Стены дома снова сменили цвет — розовые отблески померкли, и камень засеребрился в ярких рассветных лучах. Я смотрела на берег, на грозные скалы, острые, словно ножи, предательские скалы, которые слишком часто скрывало море. Эту цепь скал, вздымавшуюся из воды на подступах к острову, называли Стражами. Гвеннан говорила, что это — потому, что они зачастую прячутся и таятся в ожидании, готовые пробить днище всякому судну, которое подойдет к ним близко. Безлюдный остров — часть этой цепи скал — располагался примерно в полумиле от материка и представлял собой не более чем торчащий из моря горб около полумили в окружности. Дом здесь стоял только один, однако на острове бил источник с пресной водой, из-за которого, как опять-таки говорила Гвеннан, дом здесь и построили. С ним связана была какая-то тайна, и почему-то никто не желал в нем жить. Теперь я говорила себе, что это — очень хорошо; если бы здесь кто-то был, где бы я провела прошедшую ночь?

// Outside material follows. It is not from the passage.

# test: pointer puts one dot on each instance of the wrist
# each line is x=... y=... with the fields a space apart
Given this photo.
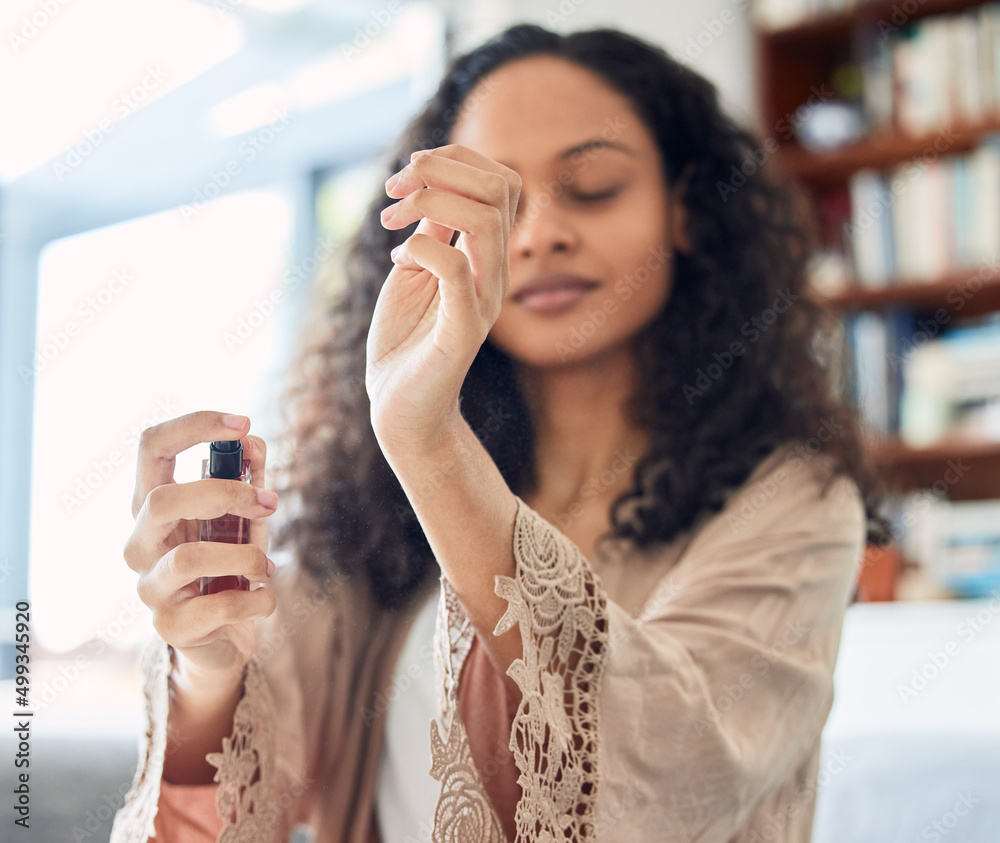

Будь у меня выбор, я бы ни за что не поселилась в подобном месте. Сейчас дом, в котором никто не соглашался жить, был озарен благословенным светом, но даже и теперь он выглядел мрачным, словно прошлое, обитавшее здесь, пыталось схватить тебя, задержать, так чтобы и ты навеки принадлежала ему.
Расскажи я об этом Гвеннан, она бы посмеялась надо мной. Я ясно себе представляла презрительные нотки в ее высоком, хорошо поставленном, властном голосе.
— У тебя слишком богатое воображение. А все из-за твоей болезни.
Гвеннан не испытывала неловкости, в открытую обсуждая вопросы, которых прочие предпочитали не касаться, словно их вообще нет. Может быть, именно поэтому я находила ее общество неотразимо привлекательным, хотя по временам мне и бывало больно.
Я проголодалась, съела шоколадку, которую принесла мне Гвеннан, после чего наконец осмотрелась. Ночью покрытая пылью мебель казалась призрачной, и я даже думала, не устроиться ли на ночлег снаружи; но земля была жесткой, воздух пронзительно-холодным, а шум моря, походивший на бормотание многочисленных голосов, за дверью звучал громче и настойчивей, чем внутри дома. Поэтому я взобралась по лестнице в одну из спален и, не раздеваясь, прилегла на застеленную кровать.
Я спустилась в просторную кухню с каменным полом; плиты его были сырыми, как, впрочем, и все на этом острове. Умывшись водой, принесенной вчера из родника, я увидела на стене зеркало — и, причесываясь, взглянула на свое отражение, размышляя о том, как сильно мой нынешний вид отличается от того, как я выглядела дома, в зеркале своей комнаты. Теперь глаза мои казались больше — и это говорило о страхе. На щеках играл легкий румянец — это было возбуждение. Мои волосы торчали в разные стороны — след проведенной в тревоге ночи. Прямые и густые, они сопротивлялись всякой попытке привести их в порядок, к огорчению бесчисленных нянюшек, которым выпала неблагодарная судьба воспитывать меня в детстве. Так себе внешность, и созерцание собственного отражения в зеркале не доставляло мне никакой радости.